When we compare these stupid abortions with the pictures inspired by insanity (I am not now speaking of those painters who, like various poets and musicians, in losing their reason, lost artistically more than they gained—especially in right proportion and the harmony of colour), we shall often find the absurd and disproportionate; but also, at the same time, a true, even excessive originality, mingled with a savage beauty sui generis, which, up to a certain point, recalls the masterpieces of mediæval, and, still more, of Chinese and Japanese, art, so extraordinarily rich in symbols. We shall see, in short, that art suffers here, not from a defect, but from an excess of genius, which ends by crushing itself.

In conclusion, it is very evident that the insane artist is as superior to the mattoid in the practice of his art, as he is inferior to him in practical life; that, in short, in the region of art, the mattoid approaches nearest to the imbecile, and the lunatic to the man of genius.

CHAPTER IV.
Political and Religious Lunatics and Mattoids.

Part played by the insane in the progressive movements of humanity—Examples—Probable causes—Religious epidemics of the Middle Ages—Francis of Assisi—Luther—Savonarola—Cola da Rienzi—San Juan de Dios—Campanella—Prosper Enfantin—Lazzaretti—Passanante—Guiteau—South Americans.

ALL this helps us to understand why the great progressive movements of nations, in politics and religion, have so often been brought about, or at least determined, by insane or half-insane persons.
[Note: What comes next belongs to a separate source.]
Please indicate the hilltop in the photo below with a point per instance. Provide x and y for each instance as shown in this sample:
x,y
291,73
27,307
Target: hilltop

The reason is that in these alone is to be found, coupled with originality (which is the special characteristic of the genius and the lunatic, and still more of those who partake of the character of both), the exaltation capable of generating a sufficient amount of altruism to sacrifice their own interests, and their lives, for the sake of making known the new truths, and, often, of getting them accepted by a public to which innovations are always unwelcome, and which frequently takes a bloody revenge on the innovator.

“Such persons,” says Maudsley, “are apt to seize on and pursue the bypaths of thought, which have been overlooked by more stable intellects, and so, by throwing a side-light on things, to discover unthought-of relations. One observes this tendency of mind even in those of them who have no particular genius or talent; for they have a novel way of looking at things, do not run in the common groove of action, or follow the ordinary routine of thought and feeling, but discover in their remarks a certain originality and perhaps singularity, sometimes at a very early period of life.

“Notable, again, is the emancipated way in which some of them discuss, as if they were problems of mechanics, objects or events round which the associations of ideas and feelings have thrown a glamour of conventional sentiment. In regard to most beliefs, they are usually more or less heterodox or heretical, though not often constant, being apt to swing round suddenly from one point to a quite opposite point of the compass of belief.... Inspired with strong faith in the opinions which they adopt, they exhibit much zeal and energy in the propagation of them.”[357] They are careless of every obstacle, and untroubled by the doubts which arise in the minds of calm and sceptical thinkers. Thus they are frequently social or religious reformers.

It should be understood that they do not create anything, but only give a direction to the latest movements prepared by time and circumstances, as also—thanks to their passion for novelty and originality—they are nearly always inspired by the latest discoveries or innovations, and use these as their starting-point in guessing at the future.

Thus Schopenhauer wrote at an epoch in which pessimism was beginning to be fashionable, together with mysticism, and only fused the whole into one philosophic system. Cæsar found the ground prepared for him by the Tribunes.

When, says Taine, a new civilization produces a new art, there are ten men of talent who express the idea of the public and group themselves round one man of genius who gives it actuality; thus De Castro, Moreto, Lopez de la Vega, round Calderon; Van Dyck, Jordaens, De Vos, and Snyders round Rubens.